Traumatic Brain Injury & Post-Traumatic Stress Disorder

Traumatic Brain Injury (TBI) & Post-Traumatic Stress Disorder (PTSD) are just two of the numerous mental health issues our veterans face after they return home. Symptoms are often specific to the individual, and left untreated the disease can often be fatal.

22 veterans are lost to suicide each day – many of them as a direct result of TBI and/or PTSD. That’s more than 8,000 per year. We are losing more veterans on a daily basis at home than in combat.

Featured Researchers

Dr. Dewleen Baker is the lead investigator of the Marine Resilience Study. Her research is revealing that the strongest predictor of PTSD is a blast injury to the brain. Her study is helping to chip away at the questions surrounding the signature wounds of the Iraq and Afghanistan war generation – PTSD and TBI. She is on the cutting edge of visualizing these hard to see problems. Her work with Magneto Encephelography allows her to identify trauma and confirm that it is there.   Jill E. Bormann, Ph.D. RN is a Research Nurse Scientist and Clinical Nurse Specialist in Adult Psychiatric-Mental Health Nursing at the VA San Diego Healthcare System with an interest in spirituality and health. She is also an Adjunct Associate Professor at San Diego State University School of Nursing.
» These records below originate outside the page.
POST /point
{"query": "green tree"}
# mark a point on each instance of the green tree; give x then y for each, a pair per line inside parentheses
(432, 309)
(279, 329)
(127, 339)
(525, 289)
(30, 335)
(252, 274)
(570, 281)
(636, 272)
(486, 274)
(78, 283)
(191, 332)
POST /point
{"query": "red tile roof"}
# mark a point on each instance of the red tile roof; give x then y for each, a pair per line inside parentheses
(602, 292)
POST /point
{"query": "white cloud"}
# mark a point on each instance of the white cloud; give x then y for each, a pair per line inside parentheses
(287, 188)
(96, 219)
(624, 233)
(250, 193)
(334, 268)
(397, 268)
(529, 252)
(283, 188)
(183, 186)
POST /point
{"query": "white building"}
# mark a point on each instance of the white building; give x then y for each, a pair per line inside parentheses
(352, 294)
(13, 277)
Dr. Bormann is engaged in ground breaking studies that can put the pause button on PTSD by using Portable Mantram Meditation techniques.
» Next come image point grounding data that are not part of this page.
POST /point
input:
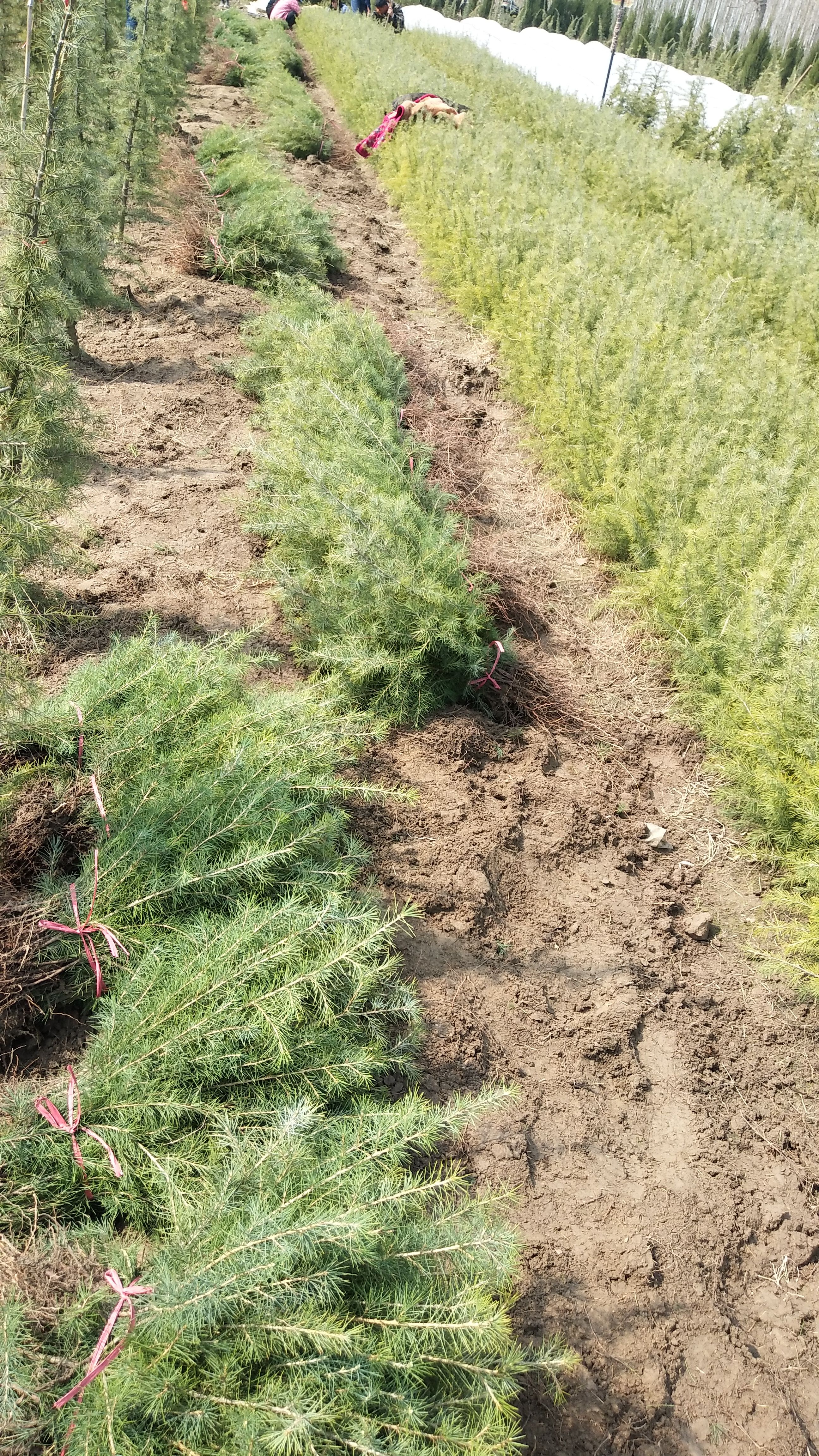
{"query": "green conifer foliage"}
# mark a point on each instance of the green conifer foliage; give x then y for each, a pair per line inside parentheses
(269, 228)
(371, 564)
(317, 1295)
(317, 1277)
(270, 66)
  • Characterizing Brain Changes
    TBI can result in sometimes-subtle brain damage with changes in memory, attention, thinking personality, and behavior that are currently difficult to diagnose and treat.
  • Regenerating Nerve Cells
    Investigators are working to identify ways to repair the nervous system by supporting regrowth of nerve cells. Strategies being explored include gene therapy, tissue engineering, and adult stem cell transplantation.
  • Using Medications for TBI Symptoms
    The Defense and Veterans Brain Injury Center, a collaboration between VA and the Department of Defense (DoD), is studying the effectiveness of various drugs for treating TBI symptoms such as headaches, anxiety, and mood swings.
  • Supporting Reintegration
    Investigators are examining ways to help Veterans with TBI achieve a smooth transition back into daily life, including family, school, and work roles and to restore independence Veterans with TBI.
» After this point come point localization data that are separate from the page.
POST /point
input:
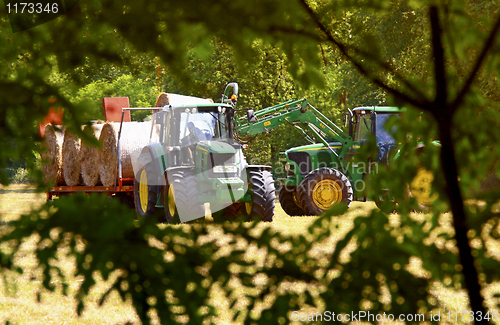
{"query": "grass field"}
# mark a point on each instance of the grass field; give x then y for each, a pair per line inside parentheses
(18, 293)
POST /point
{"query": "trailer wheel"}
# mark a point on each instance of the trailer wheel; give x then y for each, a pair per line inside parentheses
(323, 188)
(420, 188)
(261, 187)
(232, 212)
(289, 201)
(181, 197)
(171, 214)
(146, 191)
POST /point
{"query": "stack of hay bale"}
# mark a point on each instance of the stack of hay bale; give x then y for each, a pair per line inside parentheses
(68, 161)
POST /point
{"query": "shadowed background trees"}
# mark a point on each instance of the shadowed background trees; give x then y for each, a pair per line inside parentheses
(435, 59)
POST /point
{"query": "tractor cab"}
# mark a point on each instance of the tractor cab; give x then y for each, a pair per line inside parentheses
(371, 120)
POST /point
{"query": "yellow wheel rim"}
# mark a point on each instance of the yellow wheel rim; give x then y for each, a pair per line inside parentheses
(171, 200)
(143, 190)
(421, 187)
(327, 193)
(295, 198)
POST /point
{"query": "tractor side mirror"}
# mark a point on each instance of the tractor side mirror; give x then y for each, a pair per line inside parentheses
(251, 116)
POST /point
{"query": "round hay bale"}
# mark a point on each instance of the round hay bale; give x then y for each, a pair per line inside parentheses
(134, 137)
(71, 153)
(90, 157)
(175, 99)
(52, 155)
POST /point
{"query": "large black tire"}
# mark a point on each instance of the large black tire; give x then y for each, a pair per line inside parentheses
(323, 188)
(263, 194)
(181, 197)
(146, 191)
(288, 199)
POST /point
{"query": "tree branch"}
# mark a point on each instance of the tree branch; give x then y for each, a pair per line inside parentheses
(487, 46)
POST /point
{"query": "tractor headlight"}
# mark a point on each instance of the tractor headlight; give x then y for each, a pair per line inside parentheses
(225, 169)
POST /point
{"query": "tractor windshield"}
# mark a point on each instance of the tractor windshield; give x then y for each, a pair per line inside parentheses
(201, 126)
(383, 136)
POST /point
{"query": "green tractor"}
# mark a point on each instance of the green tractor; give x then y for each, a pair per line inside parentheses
(194, 160)
(323, 174)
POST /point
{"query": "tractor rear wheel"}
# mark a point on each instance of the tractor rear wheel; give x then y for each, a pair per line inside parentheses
(181, 197)
(146, 191)
(261, 187)
(289, 201)
(323, 188)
  • Prolonged Exposure Therapy
    In the largest study to date in women veterans with PTSD, VA researchers found prolonged exposure therapy, in which patients are helped to recall their traumas in a safe, controlled environment to be more effective  than supportive counseling that does involve trauma recall.
  • Virtual Reality Simulations
    Computer generated environments are continually evolving that simulate the sights, sounds, sensations, and smells of feared situations. Therapists can use the technology as an aid to prolonged exposure therapy as they work with patients to change the negative thoughts, feelings, and behaviors linked to traumatic events.
  • Hypertension Drug Found To Help Nightmares
    The inexpensive, well-tested generic drug prazosin, already used by millions of Americans for high blood pressure and prostate problems, has been found in pilot studies to improve sleep and lessen trauma nightmares in Veterans with PTSD.